"KURIER"-Kommentar von Helmut Brandstätter: "Wir stehen am Anfang der großen Aufklärung"

Es ist schockierend, wie viel Angst gut bezahlte Manager vor der Politik haben.

Wien (OTS) - Der frühere Kärntner ÖVP-Chef Martinz spricht nach der Verurteilung in 1. Instanz also von "Schauprozess". Da wir historisches Wissen bei einem Spitzenpolitiker nicht voraussetzen dürfen, gehen wir davon aus, dass er nicht weiß, wie Schauprozesse in den Diktaturen des 20. Jahrhunderts geendet haben.
Noch schlimmer aber ist, dass er noch immer nicht verstanden hat, was er angestellt hat.

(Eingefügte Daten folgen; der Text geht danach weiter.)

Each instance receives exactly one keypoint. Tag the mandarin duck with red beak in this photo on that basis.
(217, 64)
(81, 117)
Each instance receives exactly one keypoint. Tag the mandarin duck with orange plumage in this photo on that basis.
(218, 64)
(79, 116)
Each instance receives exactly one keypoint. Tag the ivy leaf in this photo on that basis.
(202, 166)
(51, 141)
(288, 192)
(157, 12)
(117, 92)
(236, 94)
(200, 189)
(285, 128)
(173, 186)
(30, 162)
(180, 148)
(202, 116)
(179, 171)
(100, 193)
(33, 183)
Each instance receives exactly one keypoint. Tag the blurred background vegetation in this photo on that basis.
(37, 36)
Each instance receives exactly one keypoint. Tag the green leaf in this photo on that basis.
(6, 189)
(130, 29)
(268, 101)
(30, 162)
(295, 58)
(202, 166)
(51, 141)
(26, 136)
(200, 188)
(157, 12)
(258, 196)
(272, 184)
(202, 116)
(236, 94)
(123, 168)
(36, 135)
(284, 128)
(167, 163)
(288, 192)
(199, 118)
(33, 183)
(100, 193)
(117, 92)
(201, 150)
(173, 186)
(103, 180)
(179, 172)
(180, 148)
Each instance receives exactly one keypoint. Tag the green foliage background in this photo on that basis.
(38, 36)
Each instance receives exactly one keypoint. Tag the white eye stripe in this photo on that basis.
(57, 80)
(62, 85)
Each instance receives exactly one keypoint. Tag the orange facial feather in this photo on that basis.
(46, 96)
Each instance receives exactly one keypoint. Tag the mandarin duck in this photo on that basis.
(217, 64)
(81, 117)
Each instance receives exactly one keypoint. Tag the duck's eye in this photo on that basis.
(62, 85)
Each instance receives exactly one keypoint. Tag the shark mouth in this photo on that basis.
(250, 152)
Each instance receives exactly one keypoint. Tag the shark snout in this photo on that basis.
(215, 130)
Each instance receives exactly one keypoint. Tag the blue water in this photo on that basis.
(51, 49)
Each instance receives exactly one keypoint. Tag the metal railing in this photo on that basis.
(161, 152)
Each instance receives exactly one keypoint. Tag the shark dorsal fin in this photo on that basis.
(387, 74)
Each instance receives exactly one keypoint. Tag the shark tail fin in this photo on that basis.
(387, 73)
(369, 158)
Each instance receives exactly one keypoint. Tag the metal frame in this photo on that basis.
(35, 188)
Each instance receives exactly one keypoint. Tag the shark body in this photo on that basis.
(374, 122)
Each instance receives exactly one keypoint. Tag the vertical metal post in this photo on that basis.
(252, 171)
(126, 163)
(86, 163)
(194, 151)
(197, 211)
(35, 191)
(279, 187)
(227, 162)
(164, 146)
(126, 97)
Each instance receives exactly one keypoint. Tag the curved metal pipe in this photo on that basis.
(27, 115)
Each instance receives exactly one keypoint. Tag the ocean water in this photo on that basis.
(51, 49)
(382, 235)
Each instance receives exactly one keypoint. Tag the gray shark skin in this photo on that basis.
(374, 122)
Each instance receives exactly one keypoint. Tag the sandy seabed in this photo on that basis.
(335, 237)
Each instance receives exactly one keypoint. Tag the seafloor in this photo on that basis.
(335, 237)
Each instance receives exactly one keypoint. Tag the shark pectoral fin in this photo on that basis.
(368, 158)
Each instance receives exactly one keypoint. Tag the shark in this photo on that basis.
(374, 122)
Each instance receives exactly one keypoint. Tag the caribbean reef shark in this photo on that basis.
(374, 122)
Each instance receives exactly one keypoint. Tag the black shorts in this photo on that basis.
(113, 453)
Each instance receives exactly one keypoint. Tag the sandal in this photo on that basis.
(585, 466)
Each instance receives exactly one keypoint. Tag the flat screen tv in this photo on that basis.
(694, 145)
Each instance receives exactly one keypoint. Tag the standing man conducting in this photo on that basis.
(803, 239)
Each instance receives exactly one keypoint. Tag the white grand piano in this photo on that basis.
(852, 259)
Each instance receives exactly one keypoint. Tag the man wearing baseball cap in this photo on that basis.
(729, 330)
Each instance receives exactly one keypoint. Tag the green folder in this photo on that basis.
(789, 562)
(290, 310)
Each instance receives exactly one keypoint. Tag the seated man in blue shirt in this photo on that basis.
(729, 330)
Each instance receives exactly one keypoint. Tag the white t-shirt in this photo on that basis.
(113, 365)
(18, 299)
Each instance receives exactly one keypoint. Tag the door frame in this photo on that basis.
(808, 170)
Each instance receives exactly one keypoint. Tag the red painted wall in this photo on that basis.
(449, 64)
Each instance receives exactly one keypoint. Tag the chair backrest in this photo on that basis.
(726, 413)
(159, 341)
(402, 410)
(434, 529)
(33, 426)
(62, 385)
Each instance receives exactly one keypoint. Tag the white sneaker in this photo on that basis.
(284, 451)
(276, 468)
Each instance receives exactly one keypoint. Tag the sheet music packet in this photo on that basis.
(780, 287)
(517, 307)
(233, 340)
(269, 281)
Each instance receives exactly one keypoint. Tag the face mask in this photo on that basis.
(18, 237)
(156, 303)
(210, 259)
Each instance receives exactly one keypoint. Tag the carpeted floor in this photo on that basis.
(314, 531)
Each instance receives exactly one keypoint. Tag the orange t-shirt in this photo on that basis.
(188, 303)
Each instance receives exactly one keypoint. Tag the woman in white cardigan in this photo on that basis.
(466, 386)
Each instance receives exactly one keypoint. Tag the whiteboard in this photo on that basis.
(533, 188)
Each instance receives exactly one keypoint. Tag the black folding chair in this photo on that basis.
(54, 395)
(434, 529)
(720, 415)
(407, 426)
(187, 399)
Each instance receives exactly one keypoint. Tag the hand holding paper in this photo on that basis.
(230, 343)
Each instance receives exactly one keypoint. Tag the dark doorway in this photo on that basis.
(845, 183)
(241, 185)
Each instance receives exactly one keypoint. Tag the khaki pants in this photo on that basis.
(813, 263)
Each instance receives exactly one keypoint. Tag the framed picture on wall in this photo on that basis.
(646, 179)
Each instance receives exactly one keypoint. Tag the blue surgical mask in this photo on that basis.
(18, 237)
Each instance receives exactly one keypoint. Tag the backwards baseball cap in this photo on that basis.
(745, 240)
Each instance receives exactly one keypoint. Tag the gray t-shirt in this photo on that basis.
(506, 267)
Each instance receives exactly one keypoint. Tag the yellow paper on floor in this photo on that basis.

Er hat für ein kleines Stückerl Macht viel Geld verteilt, das ihm nicht gehörte. Er hat Jörg Haider den Steigbügel gehalten und dabei seine eigene Partei verkauft. Und er hat gemeinsam mit Haider die weisungsfreien Organe einer Aktiengesellschaft wie Laufburschen behandelt. Dass diese brav gefolgt haben, rechtfertigt deren Verurteilung.
Damit sind wir bei der Inseratenaffäre. In unserem autoritär verfassten Land gilt das Wort eines Ministers mehr als das der zuständigen Manager. Bei den Inseraten wird noch zu klären sein, ob das politische oder gar strafrechtliche Folgen hat. Die Vorstände bekommen in der Regel mehr Geld als die Politiker, aber viele haben trotzdem vor den Politikern gezittert und dabei das Aktiengesetz vergessen. So gesehen war es besonders wichtig, dass beim Klagenfurter Urteil alle staatsnahen Manager gesehen haben, dass das Gesetz auch über der jeweiligen politischen Macht steht.
Kein Wunder, dass die Politiker die Justiz beeinflussen und die Medien kaufen wollen. Denn Inseratenskandal und Hypo-Sumpf kamen nur durch unbestechliche Medien und furchtlose Richter an die Öffentlichkeit. In Kärnten hat auch der Grüne Rolf Holub eine wichtige Rolle gespielt.
Wir werden noch viele Ausschüsse und Gerichtsverfahren brauchen, bevor Österreich besser wird.